Arisyi Fariza Raz
The Jakarta Post
17 September 2013
Available at: http://www.thejakartapost.com/news/2013/09/17/will-fiscal-stimulus-work.html
The government recently announced a fiscal stimulus through four packages to deal with the deteriorating economy.
The first package deals with the current deficit account. This will be achieved by: promoting exports through tax deductions for value-added goods, reducing fuel imports and levying luxury taxes on imported brand-name goods. The second stimulus aims to nurture domestic purchasing power and economic growth through maintaining budget deficit and providing incentives for value-added industries. The third stimulus is to maintain price stability. This stimulus will be carried out through close cooperation with Bank Indonesia (the central bank) by prioritizing food prices.
The government also intends on improving bureaucracy efficiency to promote investment and business.
Unfortunately, analysts and industry players reacted to the announcement of these packages with scepticism.
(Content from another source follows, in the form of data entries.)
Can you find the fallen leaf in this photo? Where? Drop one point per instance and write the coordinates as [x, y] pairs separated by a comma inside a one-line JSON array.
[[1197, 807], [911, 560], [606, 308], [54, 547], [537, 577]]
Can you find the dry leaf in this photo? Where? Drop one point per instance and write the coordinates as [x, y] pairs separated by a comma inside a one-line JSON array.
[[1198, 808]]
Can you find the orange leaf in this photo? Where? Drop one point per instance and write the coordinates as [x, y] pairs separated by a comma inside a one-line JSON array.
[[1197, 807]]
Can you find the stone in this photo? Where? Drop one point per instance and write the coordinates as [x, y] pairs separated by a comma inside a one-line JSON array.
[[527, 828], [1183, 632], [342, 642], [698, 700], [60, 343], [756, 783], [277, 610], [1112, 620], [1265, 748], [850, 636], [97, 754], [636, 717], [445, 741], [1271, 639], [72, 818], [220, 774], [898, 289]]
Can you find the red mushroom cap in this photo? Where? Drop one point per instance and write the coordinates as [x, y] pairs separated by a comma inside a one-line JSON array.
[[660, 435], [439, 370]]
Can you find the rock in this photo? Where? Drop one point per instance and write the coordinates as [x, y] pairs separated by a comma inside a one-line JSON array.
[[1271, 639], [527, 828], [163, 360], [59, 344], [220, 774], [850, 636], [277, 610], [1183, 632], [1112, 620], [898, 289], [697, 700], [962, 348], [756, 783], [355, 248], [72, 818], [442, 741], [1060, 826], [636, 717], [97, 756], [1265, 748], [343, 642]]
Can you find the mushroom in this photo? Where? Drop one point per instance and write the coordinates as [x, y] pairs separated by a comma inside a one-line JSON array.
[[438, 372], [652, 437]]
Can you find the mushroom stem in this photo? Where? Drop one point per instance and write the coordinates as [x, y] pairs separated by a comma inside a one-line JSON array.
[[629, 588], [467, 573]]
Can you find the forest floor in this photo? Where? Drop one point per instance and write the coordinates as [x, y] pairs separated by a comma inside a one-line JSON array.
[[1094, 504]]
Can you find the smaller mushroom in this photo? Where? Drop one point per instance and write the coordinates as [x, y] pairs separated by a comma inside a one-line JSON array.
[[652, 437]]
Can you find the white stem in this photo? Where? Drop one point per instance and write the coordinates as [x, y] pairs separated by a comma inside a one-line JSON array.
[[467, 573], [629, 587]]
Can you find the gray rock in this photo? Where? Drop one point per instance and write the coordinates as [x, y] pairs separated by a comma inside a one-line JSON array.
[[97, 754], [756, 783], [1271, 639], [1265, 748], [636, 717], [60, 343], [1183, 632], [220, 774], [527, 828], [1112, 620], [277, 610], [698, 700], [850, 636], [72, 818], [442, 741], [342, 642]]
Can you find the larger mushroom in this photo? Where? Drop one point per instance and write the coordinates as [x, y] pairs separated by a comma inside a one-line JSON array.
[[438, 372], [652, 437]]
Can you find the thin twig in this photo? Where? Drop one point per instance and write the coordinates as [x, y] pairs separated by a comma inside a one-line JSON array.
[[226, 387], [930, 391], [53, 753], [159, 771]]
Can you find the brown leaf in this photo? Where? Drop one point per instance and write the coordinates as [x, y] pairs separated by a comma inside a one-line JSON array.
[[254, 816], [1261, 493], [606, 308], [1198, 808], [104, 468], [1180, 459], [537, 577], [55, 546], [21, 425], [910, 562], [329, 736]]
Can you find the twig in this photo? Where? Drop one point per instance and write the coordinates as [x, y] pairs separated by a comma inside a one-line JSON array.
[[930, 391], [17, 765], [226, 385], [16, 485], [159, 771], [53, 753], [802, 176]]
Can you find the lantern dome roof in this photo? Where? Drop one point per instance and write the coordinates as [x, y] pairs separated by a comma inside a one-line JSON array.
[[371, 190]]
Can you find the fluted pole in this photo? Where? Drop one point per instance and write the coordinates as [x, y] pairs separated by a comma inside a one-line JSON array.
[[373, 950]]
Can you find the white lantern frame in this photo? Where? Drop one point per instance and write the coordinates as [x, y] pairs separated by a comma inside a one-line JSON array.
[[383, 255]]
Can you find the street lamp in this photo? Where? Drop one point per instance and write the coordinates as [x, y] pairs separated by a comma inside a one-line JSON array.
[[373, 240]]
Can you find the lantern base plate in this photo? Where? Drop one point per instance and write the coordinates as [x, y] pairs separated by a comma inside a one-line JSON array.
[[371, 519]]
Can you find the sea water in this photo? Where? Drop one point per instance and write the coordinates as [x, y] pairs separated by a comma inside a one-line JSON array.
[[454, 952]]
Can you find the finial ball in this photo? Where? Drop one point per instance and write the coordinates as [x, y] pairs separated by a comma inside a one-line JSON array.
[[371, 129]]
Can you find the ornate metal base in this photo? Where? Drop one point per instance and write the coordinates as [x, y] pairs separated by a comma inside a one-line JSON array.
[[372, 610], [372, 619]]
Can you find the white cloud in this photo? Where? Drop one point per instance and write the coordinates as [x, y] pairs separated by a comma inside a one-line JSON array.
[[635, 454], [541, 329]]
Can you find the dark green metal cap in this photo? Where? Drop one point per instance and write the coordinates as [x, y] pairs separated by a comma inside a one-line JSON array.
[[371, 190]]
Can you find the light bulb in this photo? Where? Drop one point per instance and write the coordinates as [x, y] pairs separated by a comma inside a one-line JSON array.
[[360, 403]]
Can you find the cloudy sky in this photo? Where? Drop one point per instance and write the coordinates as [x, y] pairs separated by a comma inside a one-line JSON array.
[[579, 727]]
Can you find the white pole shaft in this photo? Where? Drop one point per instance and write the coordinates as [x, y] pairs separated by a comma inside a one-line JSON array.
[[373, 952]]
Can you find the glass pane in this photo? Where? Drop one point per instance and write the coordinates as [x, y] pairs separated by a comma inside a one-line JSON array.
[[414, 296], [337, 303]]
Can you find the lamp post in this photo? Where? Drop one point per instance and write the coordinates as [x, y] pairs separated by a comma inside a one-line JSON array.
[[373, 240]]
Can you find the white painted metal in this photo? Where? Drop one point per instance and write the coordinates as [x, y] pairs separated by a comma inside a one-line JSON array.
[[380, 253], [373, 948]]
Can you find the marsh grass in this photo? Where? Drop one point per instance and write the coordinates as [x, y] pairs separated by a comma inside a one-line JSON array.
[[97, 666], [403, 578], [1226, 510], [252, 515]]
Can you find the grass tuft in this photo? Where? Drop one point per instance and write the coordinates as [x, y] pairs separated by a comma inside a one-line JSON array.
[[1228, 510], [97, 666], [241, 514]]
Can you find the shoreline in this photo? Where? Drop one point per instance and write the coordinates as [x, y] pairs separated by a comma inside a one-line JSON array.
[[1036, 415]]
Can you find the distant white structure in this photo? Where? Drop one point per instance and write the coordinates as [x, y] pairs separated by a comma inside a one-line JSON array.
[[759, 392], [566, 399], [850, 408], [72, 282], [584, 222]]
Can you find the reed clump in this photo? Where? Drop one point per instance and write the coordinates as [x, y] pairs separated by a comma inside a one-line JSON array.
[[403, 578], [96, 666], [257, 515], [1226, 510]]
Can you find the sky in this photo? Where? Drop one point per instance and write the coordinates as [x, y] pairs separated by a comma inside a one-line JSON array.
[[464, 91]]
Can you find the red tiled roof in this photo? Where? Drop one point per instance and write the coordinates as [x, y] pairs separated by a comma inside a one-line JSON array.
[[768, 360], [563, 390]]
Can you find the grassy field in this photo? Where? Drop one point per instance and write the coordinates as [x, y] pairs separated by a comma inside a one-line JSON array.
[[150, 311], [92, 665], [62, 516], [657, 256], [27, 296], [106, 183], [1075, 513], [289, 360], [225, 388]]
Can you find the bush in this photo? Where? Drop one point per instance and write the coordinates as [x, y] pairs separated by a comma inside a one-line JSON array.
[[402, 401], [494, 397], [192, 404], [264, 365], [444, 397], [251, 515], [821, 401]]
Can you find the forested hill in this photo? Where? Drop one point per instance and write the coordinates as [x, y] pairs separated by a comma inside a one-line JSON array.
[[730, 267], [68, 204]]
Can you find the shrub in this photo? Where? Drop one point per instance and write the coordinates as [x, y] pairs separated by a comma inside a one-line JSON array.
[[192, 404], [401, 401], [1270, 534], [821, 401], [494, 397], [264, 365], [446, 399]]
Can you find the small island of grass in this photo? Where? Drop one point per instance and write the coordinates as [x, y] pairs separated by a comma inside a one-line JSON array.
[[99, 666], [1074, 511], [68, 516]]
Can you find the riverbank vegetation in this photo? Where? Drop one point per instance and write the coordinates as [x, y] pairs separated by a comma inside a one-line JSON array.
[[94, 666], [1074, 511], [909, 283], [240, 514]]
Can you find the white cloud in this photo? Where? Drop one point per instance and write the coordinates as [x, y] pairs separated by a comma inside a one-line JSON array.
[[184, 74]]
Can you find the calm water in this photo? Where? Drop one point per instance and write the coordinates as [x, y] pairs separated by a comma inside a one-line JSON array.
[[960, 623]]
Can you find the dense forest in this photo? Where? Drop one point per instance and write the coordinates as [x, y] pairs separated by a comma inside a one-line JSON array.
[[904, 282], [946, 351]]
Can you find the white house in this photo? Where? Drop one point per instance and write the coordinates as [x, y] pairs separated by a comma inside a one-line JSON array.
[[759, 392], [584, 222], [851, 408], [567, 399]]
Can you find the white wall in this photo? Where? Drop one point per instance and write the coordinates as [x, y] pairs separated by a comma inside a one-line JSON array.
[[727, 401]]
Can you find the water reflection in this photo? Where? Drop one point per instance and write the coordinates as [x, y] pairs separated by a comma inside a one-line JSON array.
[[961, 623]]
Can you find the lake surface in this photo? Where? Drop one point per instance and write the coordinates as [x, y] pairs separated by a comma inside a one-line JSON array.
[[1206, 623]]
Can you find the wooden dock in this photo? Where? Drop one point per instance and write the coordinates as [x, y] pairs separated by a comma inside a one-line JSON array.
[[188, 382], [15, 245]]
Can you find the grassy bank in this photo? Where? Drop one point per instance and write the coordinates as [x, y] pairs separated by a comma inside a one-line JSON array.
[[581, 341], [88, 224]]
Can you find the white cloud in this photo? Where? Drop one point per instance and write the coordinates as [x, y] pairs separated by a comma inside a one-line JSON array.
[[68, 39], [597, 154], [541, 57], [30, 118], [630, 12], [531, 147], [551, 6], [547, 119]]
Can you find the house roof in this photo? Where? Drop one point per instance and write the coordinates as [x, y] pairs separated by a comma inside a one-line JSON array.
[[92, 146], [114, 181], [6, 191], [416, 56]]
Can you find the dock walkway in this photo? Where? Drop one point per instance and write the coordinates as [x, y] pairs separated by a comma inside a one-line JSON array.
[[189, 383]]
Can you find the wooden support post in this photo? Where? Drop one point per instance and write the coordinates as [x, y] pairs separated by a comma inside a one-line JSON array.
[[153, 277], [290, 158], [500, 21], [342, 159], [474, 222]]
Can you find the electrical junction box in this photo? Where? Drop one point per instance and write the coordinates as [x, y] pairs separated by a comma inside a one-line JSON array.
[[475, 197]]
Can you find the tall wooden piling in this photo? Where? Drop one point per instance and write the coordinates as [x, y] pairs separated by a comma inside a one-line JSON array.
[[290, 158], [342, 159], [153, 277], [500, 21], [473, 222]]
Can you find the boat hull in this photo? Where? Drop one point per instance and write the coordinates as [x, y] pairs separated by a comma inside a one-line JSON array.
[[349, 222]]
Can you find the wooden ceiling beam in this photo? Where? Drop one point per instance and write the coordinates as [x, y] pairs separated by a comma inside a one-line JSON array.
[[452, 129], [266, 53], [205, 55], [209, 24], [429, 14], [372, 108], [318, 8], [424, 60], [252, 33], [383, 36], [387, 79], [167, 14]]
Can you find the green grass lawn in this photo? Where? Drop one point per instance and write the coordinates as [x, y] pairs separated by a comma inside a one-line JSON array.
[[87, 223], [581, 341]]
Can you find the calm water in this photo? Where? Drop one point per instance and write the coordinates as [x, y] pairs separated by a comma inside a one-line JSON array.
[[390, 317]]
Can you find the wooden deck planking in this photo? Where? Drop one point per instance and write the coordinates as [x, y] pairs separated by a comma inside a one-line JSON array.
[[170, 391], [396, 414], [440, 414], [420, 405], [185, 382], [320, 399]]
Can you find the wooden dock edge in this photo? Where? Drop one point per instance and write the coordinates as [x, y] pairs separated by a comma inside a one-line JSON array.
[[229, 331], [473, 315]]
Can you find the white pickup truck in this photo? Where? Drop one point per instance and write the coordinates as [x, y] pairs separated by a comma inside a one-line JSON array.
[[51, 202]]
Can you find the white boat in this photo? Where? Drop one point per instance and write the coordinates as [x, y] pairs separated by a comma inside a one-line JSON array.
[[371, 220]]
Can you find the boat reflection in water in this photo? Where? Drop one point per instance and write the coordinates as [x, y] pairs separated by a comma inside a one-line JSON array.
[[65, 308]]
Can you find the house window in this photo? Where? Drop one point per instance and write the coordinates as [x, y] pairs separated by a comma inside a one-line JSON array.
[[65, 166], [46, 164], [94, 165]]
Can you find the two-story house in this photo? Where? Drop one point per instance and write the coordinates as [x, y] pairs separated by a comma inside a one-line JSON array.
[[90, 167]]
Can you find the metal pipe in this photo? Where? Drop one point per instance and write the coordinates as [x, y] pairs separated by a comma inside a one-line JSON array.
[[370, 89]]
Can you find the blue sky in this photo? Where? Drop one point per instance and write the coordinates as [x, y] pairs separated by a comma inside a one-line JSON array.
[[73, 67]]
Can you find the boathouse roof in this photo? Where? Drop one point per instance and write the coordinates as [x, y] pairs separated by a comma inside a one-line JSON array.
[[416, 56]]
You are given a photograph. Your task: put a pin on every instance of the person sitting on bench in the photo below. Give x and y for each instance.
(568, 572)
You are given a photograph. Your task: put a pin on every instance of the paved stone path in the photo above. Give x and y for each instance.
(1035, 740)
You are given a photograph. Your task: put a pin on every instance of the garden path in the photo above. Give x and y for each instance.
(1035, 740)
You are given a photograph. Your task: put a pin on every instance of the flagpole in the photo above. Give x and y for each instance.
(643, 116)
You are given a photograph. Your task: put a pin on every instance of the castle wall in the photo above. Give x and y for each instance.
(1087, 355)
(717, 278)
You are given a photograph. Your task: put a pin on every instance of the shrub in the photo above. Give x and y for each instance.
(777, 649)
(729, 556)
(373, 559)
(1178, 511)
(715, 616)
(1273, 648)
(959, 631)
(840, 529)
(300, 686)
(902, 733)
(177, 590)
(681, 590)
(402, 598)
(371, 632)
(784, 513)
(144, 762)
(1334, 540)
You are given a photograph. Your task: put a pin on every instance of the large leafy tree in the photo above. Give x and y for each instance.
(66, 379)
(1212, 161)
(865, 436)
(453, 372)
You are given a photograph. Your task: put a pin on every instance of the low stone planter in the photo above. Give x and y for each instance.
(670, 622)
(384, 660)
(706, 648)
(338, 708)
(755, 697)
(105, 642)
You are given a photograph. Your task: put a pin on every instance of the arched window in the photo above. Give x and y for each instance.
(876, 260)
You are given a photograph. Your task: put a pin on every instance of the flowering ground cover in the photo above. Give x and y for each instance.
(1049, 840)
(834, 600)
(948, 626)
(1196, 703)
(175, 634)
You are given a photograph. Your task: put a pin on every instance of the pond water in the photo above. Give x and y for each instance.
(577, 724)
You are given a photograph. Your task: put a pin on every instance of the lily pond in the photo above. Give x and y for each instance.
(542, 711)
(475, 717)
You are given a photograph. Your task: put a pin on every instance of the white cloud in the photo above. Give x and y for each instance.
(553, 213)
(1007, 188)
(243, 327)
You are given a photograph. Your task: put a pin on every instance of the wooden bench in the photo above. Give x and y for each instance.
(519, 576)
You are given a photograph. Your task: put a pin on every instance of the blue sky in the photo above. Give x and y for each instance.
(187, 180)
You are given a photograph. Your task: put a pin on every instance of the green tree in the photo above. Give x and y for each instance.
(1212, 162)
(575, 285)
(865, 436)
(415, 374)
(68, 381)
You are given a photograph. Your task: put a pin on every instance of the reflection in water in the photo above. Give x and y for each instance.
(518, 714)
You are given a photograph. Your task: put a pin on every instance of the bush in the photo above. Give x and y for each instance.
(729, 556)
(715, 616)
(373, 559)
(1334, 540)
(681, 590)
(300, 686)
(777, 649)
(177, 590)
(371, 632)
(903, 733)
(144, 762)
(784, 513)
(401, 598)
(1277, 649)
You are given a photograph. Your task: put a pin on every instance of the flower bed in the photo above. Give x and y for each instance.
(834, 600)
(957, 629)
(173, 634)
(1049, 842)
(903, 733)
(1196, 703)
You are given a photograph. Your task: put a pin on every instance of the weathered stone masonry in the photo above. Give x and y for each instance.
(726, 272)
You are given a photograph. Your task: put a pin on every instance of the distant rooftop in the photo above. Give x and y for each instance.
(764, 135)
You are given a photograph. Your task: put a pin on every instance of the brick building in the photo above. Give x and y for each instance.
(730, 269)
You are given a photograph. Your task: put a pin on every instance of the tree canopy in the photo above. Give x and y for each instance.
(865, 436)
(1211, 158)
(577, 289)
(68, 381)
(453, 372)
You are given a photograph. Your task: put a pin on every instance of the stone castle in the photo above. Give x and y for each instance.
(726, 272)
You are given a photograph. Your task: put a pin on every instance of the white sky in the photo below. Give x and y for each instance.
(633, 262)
Supposedly, these policies are needed to boost economic growth. However, many believe that these policies should have been implemented when market conditions were better to improve structural conditions and not when the country is facing economic turbulence.
The main reservation behind these packages is their long-term orientation; they cannot solve Indonesia’s economic issues immediately. Theoretically, assuming Indonesia has an efficient bureaucracy, good infrastructure and negligible corruption issues, these packages may help boost the economy significantly after at least six months of being implemented.
However, considering today’s rampant corruption, perplexed bureaucracy and poor infrastructure, it might take years for these stimulus packages to have positive effects.
Therefore, instead of poorly applying textbook-oriented fiscal policy, the government should make bolder moves that could improve the economy immediately.
One of the most feasible policies is by promoting public spending through infrastructure investment. According to Keynesian economics, an economic school of thought, a government should boost its spending when its economy is facing a crisis. When a government does not have enough money to spend, then it can fund spending by obtaining debts. The logic is, at the onset of the crisis, the government should solve problems in the short run rather than waiting for market forces to do it in the long-run.
Admittedly, this policy may sound too risky since it involves public debts in promoting economic growth. Meanwhile, public debt has become a sensitive issue since the 1997 Asian Financial Crisis as it brought our country to the brink of bankruptcy.
However, it is necessary to understand that debt is not always bad, as long as it is not excessive. Indeed, over financing may result in fragile economic conditions, leaving it inflexible and exposed too many risks. However, debt is still necessary to finance an economy, particularly during a crisis.
As an example, fiscal austerity in Europe, which resulted in economic contraction, has become clear evidence of how sometimes debt is necessary to boost economic growth.
Looking at Indonesia’s case, currently the share of debt in terms of total gross domestic product (GDP) is still relatively low compared to its regional peers. Statistically speaking, data released by the International Monetary Fund (IMF) shows that Indonesia’s public debts only accounted for 24 percent of its GDP in 2012. Meanwhile, Thailand’s, Malaysia’s and Singapore’s figures were 46 percent, 56 percent and 108 percent, respectively.
In short, Indonesia’s low public debts position gives a lot of fiscal space for the government to manoeuvre. If the government obtains more public debts and invests in the right sector, i.e. infrastructure, then it will not harm the economy. In fact, infrastructure spending is very much needed in a country such as Indonesia where poor infrastructure has left the country with expensive production costs.
In the short-run, it will create new jobs and projects that will stimulate the economy through increased demand and higher purchasing power. Consequently, economic growth can be created. In addition, the impact of infrastructure spending will last in the long-run as completed infrastructure projects will lower production costs and increase the competitiveness of local products.
As for the debts, if infrastructure spending can foster economic growth faster than debt growth, then the size of public debts in terms of total GDP will shrink by itself in the long-run, even if the government does not pay it off. This method is suggested by Paul Krugman in his book End This Depression Now!
In conclusion, debt-financed infrastructure investments will create sustainable economic growth since the impact of the investments will last in the long-run and create multiplier effects in the economy.
The writer, a graduate of the University of Manchester, UK, is a research analyst at a multinational bank. The opinions expressed are his own.